Vado a Rometta Superiore da quando ho meno di un mese… Si può dire addirittura che io sia stata prima romettese che messinese, seppur nel paesino di collina io non abbia nessun legame familiare. E così da quel giugno del 1983 ogni estate – e con ansia e trepidazione – arrivava il momento in cui dovevo partire! E lì gli amici, il silenzio, le cicale, la libertà arrivata ancora prima che in città, i luoghi nascosti, le piogge estive…
Un paesaggio di riconciliazione, di disintossicazione. Specchio di ogni mio sentire. Il “luogo della mia anima”, così l’ho definito nel romanticismo dei miei sedici anni. Un posto dove poter essere libera di essere me stessa, fuori dalle dinamiche scolastiche, dei gruppi, dei ritmi cittadini.
Ed ogni anno la certezza che avrei trovato tutto uguale a dodici mesi prima, uguale a me.
Una certezza che superati i ‘venticinque’ si fa sempre più blanda. Gli amici sono dispersi, i gruppi sfaldati, la voglia più affaticata; e le mura, le abitudini, le cicale, le altalene, invece, sempre le stesse, a sottolineare il cambiamento e il passare del tempo: malinconia, nostalgia. Le chiamano così. Ci sono tornata sempre meno. Strattonata tra il desiderio, il bisogno e il timore.
Ma qualche settimana ho deciso di fare una prova. E così ho raggiunto i miei. E devo ammetterlo. L’alchimia tra me e Rometta non mi ha tradito e mi ha offerto un nuovo modo per riconoscermi nel luogo: un carcere.
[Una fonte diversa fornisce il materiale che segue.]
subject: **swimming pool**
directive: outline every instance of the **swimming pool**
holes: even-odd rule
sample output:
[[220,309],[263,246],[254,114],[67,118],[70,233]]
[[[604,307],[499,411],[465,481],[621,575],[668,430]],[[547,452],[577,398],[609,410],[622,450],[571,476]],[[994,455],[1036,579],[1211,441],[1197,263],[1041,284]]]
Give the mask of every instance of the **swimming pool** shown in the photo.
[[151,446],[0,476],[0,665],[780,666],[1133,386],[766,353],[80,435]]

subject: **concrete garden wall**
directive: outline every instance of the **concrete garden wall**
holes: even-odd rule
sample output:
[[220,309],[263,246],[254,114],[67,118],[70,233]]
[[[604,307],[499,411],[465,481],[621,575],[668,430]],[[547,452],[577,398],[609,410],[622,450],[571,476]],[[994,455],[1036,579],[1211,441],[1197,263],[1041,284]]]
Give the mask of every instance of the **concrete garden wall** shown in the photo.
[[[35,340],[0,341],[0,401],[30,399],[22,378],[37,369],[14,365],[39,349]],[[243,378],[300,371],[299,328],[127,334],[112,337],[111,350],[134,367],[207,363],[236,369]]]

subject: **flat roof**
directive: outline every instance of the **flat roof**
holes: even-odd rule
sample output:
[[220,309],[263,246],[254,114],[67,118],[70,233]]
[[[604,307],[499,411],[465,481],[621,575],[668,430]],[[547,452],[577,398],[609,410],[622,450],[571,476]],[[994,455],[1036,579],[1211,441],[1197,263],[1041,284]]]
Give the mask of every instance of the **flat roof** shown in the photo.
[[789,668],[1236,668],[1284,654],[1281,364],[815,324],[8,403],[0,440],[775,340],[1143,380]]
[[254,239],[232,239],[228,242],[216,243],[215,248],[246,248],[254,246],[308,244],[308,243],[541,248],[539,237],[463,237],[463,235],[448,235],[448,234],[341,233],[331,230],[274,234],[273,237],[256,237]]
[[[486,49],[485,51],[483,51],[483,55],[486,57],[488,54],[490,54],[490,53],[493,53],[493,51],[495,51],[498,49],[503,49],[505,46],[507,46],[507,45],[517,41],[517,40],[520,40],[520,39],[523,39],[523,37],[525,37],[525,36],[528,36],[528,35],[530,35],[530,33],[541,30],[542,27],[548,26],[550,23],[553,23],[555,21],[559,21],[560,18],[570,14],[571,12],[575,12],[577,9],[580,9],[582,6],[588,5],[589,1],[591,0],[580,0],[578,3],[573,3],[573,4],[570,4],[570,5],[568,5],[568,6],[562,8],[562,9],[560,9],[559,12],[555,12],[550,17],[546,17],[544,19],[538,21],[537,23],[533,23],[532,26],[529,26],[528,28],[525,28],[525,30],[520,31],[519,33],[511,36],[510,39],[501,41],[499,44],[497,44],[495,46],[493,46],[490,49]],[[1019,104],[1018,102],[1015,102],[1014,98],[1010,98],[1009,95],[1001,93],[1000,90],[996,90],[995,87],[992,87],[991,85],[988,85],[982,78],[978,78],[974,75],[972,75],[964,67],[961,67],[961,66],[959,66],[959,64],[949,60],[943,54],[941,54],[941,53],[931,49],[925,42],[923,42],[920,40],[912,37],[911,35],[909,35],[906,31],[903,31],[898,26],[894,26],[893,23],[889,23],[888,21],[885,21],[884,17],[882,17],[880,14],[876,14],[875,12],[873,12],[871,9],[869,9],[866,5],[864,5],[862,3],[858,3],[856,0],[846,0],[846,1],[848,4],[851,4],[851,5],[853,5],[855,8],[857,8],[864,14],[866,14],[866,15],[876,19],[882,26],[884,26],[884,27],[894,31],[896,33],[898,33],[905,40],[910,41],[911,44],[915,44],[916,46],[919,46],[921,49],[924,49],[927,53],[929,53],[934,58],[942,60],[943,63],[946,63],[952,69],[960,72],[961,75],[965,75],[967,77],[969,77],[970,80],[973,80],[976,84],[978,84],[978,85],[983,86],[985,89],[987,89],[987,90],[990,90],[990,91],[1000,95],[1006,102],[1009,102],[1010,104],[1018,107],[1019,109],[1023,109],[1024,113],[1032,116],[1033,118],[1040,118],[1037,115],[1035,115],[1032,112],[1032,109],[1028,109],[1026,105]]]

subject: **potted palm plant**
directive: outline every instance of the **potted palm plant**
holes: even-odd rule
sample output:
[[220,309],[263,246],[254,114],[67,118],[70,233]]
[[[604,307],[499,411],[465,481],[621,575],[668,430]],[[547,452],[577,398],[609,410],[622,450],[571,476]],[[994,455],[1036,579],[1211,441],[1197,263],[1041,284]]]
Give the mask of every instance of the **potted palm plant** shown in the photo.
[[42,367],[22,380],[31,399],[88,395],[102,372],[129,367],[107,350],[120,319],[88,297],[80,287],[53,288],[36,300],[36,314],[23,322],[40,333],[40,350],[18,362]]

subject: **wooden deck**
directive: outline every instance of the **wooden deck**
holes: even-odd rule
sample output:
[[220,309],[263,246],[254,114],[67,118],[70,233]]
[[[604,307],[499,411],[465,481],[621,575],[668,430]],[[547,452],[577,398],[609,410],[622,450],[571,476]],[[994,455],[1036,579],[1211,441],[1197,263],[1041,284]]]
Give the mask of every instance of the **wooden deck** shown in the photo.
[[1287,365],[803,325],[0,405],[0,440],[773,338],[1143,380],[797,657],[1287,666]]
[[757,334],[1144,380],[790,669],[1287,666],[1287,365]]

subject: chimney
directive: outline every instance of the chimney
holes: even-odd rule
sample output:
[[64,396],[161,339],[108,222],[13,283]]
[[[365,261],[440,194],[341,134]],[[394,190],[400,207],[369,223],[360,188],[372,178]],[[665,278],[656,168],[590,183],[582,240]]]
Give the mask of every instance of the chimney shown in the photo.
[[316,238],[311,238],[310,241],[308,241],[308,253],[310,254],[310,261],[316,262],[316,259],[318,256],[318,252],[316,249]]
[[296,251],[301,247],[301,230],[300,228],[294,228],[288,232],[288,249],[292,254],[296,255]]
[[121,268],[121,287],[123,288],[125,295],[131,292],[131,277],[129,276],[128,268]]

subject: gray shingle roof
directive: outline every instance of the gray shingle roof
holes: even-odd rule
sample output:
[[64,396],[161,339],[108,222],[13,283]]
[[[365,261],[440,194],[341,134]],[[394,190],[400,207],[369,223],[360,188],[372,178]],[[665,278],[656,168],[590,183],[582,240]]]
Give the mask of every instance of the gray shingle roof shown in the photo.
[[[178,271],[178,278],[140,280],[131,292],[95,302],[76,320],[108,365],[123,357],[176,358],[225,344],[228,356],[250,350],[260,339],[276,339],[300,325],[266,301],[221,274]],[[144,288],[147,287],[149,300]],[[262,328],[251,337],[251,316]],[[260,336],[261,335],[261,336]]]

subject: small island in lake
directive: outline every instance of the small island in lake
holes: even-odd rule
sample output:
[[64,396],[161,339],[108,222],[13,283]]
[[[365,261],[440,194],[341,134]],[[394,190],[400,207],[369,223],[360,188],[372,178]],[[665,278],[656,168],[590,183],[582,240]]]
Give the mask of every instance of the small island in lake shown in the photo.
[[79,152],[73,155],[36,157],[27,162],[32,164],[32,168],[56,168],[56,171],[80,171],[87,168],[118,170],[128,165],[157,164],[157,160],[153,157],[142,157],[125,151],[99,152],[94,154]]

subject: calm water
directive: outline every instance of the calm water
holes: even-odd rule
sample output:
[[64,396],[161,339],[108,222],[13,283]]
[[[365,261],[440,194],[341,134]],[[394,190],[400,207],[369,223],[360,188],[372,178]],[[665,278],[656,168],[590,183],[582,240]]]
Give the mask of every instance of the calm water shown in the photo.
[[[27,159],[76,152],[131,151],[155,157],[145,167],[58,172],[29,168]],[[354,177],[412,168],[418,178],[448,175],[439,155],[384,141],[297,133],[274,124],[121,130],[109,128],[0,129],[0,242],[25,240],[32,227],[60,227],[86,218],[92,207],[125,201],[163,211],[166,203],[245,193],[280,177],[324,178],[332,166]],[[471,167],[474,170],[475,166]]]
“Prigionieri per l’arte” il titolo di questo evento, promosso dal comune di Rometta.
Il carcere fu iniziato negli anni ’70 e poi ovviamente abbandonato. Inutili le manifestazionoi come quella di Pino Visalli che nel 1997 occupò l’edificio per duecento giorni per sensibilizzare le istituzioni. E poi il 2013 quando il Vice Sindaco Alberto Magazzù con gli artisti messinesi Antonio Giocondo e Stello Quartarone ha dato vita all’ “Officina Creativa del Carcere”.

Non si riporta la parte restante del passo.